[ovs-dev] [PATCH 1/2] Add support for tun_key to OVS datapath

Kyle Mestery (kmestery) kmestery at cisco.com
Wed Oct 3 19:01:04 UTC 2012


On Oct 3, 2012, at 11:38 AM, Jesse Gross wrote:
> On Mon, Oct 1, 2012 at 8:52 AM, Kyle Mestery <kmestery at cisco.com> wrote:
>> This is a first pass at providing a tun_key which can be
>> used as the basis for flow-based tunnelling. The
>> tun_key includes and replaces the tun_id in both struct
>> ovs_skb_cb and struct sw_tun_key.
>> 
>> This patch allows all existing tun_id behaviour to still work.
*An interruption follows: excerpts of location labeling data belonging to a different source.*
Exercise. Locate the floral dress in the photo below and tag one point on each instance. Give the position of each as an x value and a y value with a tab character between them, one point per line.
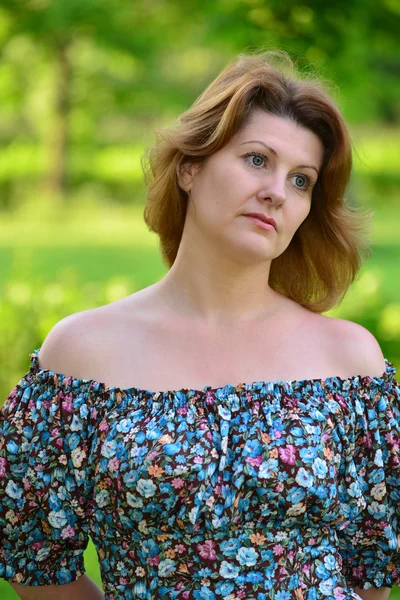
282	490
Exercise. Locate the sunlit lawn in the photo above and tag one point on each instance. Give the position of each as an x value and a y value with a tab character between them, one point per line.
102	245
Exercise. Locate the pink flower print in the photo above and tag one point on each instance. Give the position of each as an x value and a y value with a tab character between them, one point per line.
3	463
68	532
178	483
278	549
288	454
153	455
256	461
207	550
113	464
67	403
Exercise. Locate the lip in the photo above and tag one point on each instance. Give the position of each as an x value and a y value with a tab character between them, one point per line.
262	218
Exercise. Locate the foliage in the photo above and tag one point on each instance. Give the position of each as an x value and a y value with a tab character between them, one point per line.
80	81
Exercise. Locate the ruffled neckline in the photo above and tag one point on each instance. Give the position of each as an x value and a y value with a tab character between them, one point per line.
334	383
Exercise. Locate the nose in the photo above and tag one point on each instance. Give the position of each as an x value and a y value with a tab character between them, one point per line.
273	189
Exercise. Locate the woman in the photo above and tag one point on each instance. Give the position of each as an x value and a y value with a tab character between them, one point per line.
130	426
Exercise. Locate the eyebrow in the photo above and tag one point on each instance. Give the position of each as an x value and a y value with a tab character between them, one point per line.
275	154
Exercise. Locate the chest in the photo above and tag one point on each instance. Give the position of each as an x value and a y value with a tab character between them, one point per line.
174	356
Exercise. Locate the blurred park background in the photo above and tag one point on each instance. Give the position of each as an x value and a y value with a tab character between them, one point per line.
83	86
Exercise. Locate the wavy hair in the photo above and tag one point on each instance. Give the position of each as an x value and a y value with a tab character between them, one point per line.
328	249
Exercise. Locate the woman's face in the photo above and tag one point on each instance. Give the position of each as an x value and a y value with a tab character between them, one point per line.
269	167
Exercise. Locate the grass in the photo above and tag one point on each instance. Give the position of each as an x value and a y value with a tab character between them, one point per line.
106	243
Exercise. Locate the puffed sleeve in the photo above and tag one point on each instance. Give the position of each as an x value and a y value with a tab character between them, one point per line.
369	489
45	479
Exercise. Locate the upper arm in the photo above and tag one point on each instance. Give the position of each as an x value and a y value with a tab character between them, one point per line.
81	589
66	346
359	349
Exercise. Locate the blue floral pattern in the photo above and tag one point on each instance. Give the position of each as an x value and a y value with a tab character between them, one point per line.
282	490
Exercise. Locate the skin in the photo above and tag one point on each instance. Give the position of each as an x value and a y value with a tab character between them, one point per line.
220	275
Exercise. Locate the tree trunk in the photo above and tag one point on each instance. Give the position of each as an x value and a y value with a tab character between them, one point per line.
55	182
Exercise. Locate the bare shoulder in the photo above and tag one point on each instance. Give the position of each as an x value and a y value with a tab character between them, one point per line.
81	344
66	346
358	347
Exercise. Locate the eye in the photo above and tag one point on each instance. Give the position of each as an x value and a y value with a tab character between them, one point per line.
305	182
259	158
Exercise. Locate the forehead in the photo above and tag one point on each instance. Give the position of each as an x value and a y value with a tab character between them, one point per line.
283	135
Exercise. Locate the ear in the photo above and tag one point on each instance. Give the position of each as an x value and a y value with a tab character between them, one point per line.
185	174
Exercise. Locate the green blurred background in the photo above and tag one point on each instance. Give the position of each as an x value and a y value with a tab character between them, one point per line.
83	86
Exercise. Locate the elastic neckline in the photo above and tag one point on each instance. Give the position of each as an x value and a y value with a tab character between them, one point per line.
344	384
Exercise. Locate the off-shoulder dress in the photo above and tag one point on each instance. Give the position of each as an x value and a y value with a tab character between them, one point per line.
281	490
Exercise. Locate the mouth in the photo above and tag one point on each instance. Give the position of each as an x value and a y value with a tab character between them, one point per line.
263	221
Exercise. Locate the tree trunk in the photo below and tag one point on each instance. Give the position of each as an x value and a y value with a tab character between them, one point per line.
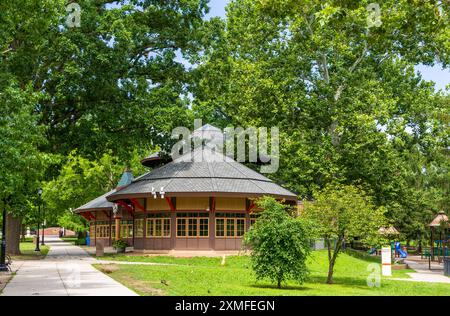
13	225
23	232
330	273
332	258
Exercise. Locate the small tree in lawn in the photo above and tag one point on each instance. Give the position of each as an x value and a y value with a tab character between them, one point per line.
279	244
342	213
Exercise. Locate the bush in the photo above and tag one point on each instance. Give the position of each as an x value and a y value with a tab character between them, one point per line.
120	244
80	242
279	244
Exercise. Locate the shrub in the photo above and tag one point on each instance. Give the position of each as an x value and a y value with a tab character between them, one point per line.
120	244
279	244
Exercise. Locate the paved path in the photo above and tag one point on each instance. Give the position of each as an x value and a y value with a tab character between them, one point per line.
66	271
423	274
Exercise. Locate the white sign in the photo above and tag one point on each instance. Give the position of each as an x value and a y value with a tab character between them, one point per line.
386	261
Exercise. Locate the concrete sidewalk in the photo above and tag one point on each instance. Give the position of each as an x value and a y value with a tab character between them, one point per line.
66	271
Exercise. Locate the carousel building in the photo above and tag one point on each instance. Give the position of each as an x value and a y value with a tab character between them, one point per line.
205	202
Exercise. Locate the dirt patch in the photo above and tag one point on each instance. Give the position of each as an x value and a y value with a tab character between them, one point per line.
142	287
5	277
108	268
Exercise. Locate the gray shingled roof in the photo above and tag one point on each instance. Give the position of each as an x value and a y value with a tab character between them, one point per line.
206	173
100	203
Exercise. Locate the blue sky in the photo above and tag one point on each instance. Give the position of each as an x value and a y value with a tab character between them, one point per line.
437	74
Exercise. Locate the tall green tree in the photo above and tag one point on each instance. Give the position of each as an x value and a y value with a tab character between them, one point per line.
341	214
344	92
21	163
82	180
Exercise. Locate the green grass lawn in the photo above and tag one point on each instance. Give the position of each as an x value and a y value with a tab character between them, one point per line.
206	276
28	253
72	240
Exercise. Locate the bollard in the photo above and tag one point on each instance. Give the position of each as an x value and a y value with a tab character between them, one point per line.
99	249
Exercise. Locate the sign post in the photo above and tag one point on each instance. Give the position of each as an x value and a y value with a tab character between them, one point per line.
386	261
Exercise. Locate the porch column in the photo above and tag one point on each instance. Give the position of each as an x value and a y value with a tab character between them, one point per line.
117	219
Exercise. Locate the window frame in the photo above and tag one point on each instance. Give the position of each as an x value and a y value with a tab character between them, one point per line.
230	216
150	221
185	216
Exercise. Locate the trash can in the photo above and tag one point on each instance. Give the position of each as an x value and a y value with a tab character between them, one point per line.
447	266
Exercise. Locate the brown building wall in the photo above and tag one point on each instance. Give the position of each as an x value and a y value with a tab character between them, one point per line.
233	205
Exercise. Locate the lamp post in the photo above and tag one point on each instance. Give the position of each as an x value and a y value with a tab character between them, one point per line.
39	219
3	266
43	224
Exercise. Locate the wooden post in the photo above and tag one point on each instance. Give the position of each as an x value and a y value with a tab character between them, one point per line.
117	219
110	228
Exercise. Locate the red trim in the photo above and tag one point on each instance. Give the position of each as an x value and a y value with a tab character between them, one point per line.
91	216
169	201
86	216
137	205
125	205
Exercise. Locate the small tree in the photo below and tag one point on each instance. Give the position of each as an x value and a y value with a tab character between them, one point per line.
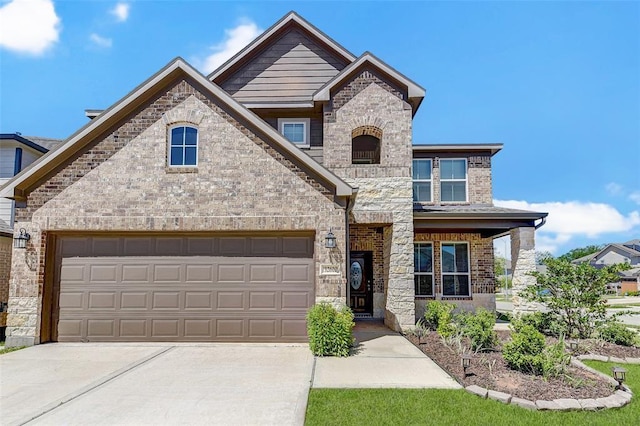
574	294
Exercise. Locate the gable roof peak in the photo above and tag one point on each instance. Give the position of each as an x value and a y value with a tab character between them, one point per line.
291	18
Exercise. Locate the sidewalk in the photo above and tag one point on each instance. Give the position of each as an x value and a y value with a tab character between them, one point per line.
382	359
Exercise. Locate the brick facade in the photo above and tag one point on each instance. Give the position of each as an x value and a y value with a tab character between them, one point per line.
6	245
481	269
239	185
384	190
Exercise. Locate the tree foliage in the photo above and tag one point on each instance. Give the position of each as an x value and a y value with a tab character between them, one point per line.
574	294
577	253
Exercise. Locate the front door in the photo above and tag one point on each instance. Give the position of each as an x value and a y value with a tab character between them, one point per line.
361	282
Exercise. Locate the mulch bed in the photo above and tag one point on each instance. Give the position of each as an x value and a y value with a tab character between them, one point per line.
490	371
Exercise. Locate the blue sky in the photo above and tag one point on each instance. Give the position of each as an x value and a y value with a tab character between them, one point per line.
557	82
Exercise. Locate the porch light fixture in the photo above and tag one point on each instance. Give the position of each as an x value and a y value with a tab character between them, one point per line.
619	374
466	363
21	240
330	240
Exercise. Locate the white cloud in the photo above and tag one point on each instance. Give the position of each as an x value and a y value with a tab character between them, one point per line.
614	188
121	11
234	40
100	41
29	26
571	219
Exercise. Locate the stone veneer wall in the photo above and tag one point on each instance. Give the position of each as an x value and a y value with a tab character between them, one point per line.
6	245
241	184
479	186
385	189
523	261
370	238
482	270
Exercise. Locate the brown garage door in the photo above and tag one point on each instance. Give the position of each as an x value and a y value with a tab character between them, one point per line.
230	288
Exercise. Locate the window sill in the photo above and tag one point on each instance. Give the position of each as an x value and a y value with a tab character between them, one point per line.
179	169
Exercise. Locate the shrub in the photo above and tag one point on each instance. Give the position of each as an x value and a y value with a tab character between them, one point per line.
438	316
526	352
616	332
478	328
330	331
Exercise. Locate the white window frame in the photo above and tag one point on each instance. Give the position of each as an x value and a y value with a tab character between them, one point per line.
307	129
430	180
416	273
465	180
443	273
169	145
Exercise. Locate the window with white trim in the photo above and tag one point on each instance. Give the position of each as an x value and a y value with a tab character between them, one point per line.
456	280
296	130
423	268
422	180
453	180
183	149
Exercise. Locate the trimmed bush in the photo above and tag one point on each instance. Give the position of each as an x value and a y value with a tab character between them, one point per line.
330	330
526	352
478	328
616	332
438	316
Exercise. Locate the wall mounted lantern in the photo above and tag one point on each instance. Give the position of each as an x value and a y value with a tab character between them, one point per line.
466	363
619	374
21	240
330	240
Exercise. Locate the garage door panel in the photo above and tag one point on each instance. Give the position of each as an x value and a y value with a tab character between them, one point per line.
230	328
100	327
295	300
166	300
198	300
135	273
134	300
261	328
135	294
230	300
165	328
133	328
262	300
71	273
71	300
263	273
228	273
102	300
103	273
199	273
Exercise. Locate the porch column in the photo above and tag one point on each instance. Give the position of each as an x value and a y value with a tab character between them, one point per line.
523	261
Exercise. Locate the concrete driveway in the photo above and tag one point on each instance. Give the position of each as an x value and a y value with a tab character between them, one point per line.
138	384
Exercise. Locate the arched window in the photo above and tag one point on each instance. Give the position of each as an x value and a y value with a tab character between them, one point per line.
183	150
365	145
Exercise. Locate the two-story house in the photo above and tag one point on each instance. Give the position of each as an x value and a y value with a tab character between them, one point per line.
16	153
221	208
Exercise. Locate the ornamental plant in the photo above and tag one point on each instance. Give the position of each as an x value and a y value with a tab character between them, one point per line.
330	330
573	295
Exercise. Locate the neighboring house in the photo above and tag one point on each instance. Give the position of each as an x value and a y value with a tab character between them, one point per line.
16	153
615	253
221	208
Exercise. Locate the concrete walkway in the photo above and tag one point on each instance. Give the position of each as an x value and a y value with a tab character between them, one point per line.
382	359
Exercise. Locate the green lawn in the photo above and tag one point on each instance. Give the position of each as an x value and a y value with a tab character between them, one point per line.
453	407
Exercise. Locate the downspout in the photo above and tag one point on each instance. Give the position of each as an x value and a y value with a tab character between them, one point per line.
350	203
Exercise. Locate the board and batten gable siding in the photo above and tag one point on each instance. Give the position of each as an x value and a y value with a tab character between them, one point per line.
291	69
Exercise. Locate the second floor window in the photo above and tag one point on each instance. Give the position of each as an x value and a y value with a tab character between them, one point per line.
184	146
421	180
296	130
453	180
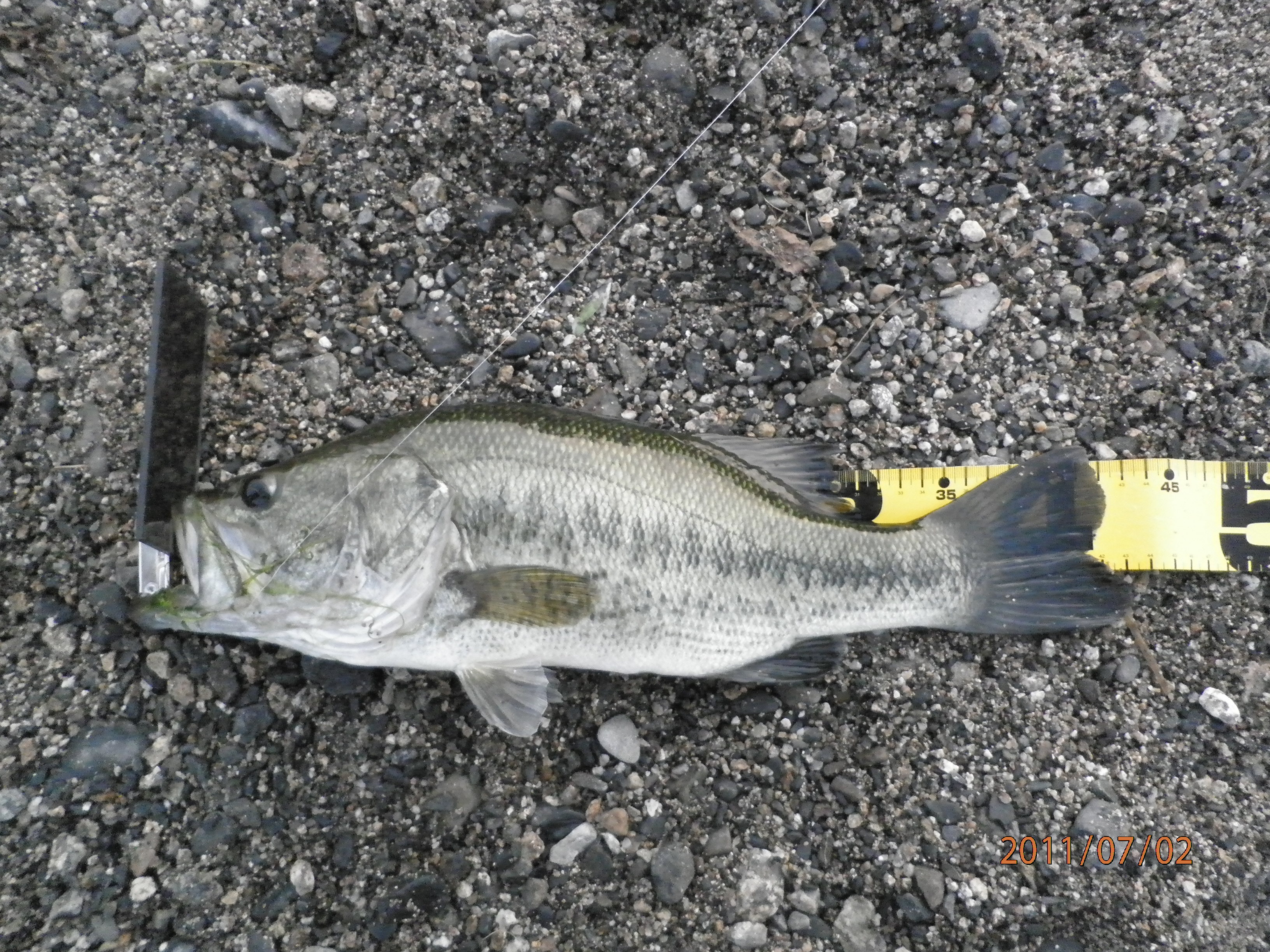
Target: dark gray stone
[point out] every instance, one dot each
(439, 336)
(256, 217)
(672, 871)
(338, 679)
(105, 748)
(982, 52)
(1124, 212)
(489, 214)
(216, 831)
(1052, 158)
(524, 346)
(229, 126)
(667, 72)
(944, 810)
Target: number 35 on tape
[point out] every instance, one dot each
(1161, 514)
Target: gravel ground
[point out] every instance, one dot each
(435, 168)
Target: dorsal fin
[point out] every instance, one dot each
(799, 470)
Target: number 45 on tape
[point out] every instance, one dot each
(1161, 514)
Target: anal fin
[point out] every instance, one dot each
(806, 660)
(511, 698)
(528, 595)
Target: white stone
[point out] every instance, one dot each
(143, 889)
(13, 802)
(747, 934)
(568, 850)
(972, 231)
(1220, 705)
(807, 900)
(972, 309)
(617, 737)
(321, 101)
(761, 886)
(286, 103)
(881, 396)
(303, 878)
(73, 301)
(855, 928)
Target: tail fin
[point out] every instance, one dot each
(1029, 532)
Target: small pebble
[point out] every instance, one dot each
(1052, 158)
(13, 802)
(972, 231)
(141, 889)
(1128, 668)
(1221, 706)
(747, 934)
(303, 878)
(672, 871)
(619, 737)
(321, 101)
(567, 851)
(972, 309)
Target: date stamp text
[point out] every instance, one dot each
(1107, 851)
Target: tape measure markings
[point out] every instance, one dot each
(1161, 514)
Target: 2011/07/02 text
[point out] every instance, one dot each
(1028, 851)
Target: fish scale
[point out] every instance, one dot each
(497, 540)
(689, 564)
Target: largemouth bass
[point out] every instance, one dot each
(498, 541)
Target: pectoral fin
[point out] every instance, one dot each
(528, 595)
(806, 660)
(511, 698)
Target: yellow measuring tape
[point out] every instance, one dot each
(1161, 514)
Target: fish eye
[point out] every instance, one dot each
(257, 494)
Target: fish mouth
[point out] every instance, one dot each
(218, 574)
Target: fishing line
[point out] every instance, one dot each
(547, 298)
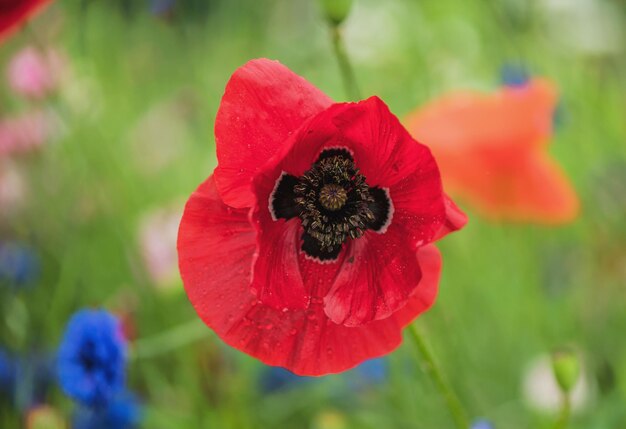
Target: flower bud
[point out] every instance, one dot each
(566, 368)
(336, 11)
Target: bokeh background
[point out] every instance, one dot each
(90, 204)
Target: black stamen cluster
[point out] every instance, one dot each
(333, 201)
(330, 227)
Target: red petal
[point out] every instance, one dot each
(264, 103)
(492, 152)
(424, 295)
(215, 248)
(509, 118)
(383, 150)
(378, 275)
(15, 12)
(277, 281)
(216, 245)
(455, 218)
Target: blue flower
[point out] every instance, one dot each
(25, 380)
(19, 264)
(482, 424)
(370, 372)
(92, 358)
(122, 412)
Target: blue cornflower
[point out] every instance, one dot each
(26, 379)
(19, 264)
(482, 424)
(92, 358)
(122, 412)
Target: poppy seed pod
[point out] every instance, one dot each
(336, 11)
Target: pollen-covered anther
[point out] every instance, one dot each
(333, 201)
(333, 197)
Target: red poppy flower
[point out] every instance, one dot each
(310, 245)
(15, 12)
(493, 151)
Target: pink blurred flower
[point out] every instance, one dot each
(34, 73)
(12, 189)
(26, 132)
(157, 240)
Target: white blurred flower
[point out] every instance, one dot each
(542, 393)
(158, 231)
(372, 32)
(161, 134)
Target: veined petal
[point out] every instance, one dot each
(216, 246)
(378, 275)
(263, 104)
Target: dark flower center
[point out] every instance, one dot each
(334, 203)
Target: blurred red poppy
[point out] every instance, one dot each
(13, 13)
(310, 245)
(493, 151)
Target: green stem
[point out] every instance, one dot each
(566, 410)
(432, 369)
(169, 340)
(347, 73)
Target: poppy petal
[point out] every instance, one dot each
(385, 152)
(263, 104)
(513, 117)
(492, 151)
(455, 218)
(216, 247)
(366, 290)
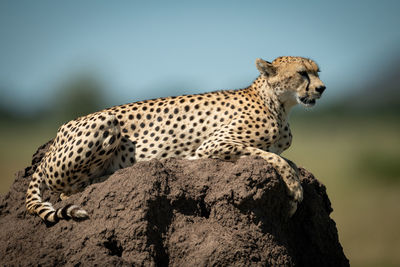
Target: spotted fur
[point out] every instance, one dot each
(226, 124)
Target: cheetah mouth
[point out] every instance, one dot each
(306, 101)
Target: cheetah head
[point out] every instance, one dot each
(293, 79)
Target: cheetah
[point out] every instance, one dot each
(227, 124)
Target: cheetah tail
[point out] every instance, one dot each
(45, 210)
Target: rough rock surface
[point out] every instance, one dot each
(176, 213)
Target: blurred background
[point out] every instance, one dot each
(60, 60)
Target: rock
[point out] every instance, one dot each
(176, 212)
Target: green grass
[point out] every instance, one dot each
(356, 158)
(358, 161)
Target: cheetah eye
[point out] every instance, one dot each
(304, 74)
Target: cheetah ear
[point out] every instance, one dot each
(265, 67)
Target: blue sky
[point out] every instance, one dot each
(147, 49)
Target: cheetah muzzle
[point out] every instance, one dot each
(227, 124)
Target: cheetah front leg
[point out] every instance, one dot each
(233, 150)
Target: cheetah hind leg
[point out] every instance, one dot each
(98, 144)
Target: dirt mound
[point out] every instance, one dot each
(178, 213)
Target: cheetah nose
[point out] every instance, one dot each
(320, 89)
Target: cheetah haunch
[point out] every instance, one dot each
(227, 124)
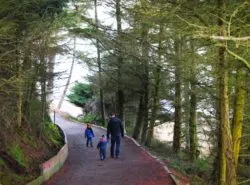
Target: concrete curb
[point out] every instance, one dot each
(50, 167)
(154, 157)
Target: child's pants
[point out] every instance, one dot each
(102, 153)
(89, 141)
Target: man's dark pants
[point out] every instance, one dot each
(115, 146)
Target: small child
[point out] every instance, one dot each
(102, 145)
(89, 134)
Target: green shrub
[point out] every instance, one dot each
(53, 134)
(16, 152)
(91, 118)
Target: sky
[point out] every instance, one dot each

Existing
>> users of tun_id are redirected to tun_key->tun_id to retain compatibility.
>> However, when the userspace code is updated to make use of the new tun_key,
>> the old behaviour will be deprecated and removed.
>> 
>> NOTE: With these changes, the tunneling code no longer assumes input and
>> output keys are symmetric.  If they are not, PMTUD needs to be disabled
>> for tunneling to work.
>> 
>> Signed-off-by: Kyle Mestery <kmestery at cisco.com>
>> Cc: Simon Horman <horms at verge.net.au>
>> Cc: Jesse Gross <jesse at nicira.com>
> 
> I see some new compiler warnings with these changes applied:
> 
>  CC [M]  /home/jgross/openvswitch/datapath/linux/flow.o
> /home/jgross/openvswitch/datapath/linux/flow.c: In function
> ‘ovs_flow_from_nlattrs’:
> /home/jgross/openvswitch/datapath/linux/flow.c:1044:6: warning:
> suggest parentheses around operand of ‘!’ or change ‘&’ to ‘&&’ or ‘!’
> to ‘~’ [-Wparentheses]
> /home/jgross/openvswitch/datapath/linux/flow.c:1046:6: warning:
> suggest parentheses around operand of ‘!’ or change ‘&’ to ‘&&’ or ‘!’
> to ‘~’ [-Wparentheses]
> 
Thanks, I'll clean these up.

> Also, when I was working on the userspace portions I defined three
> flags to be used instead of the current tunnel port configuration:
> 
> Flow lib/flow.h:
> #define FLOW_TNL_F_DONT_FRAGMENT (1 << 0)
> #define FLOW_TNL_F_CSUM (1 << 1)
> #define FLOW_TNL_F_KEY (1 << 2)
> 
> Can you add these to the kernel header and allow them to control
> encapsulation/decapsulation?  This was one of the main blockers that I
> ran into when doing the userspace work.
> 
Sure, I can add this.

> Finally, the remaining piece in order for this to be useful in the new
> model is to allow packets to be send and received on tunnel ports
> without a dest IP.  Otherwise, it's not possible to create the tunnel
> ports that can handle traffic on a flow basis.  That could possibly be
> a follow up patch though.
> 
I'll look into this, maybe make it a subsequent patch.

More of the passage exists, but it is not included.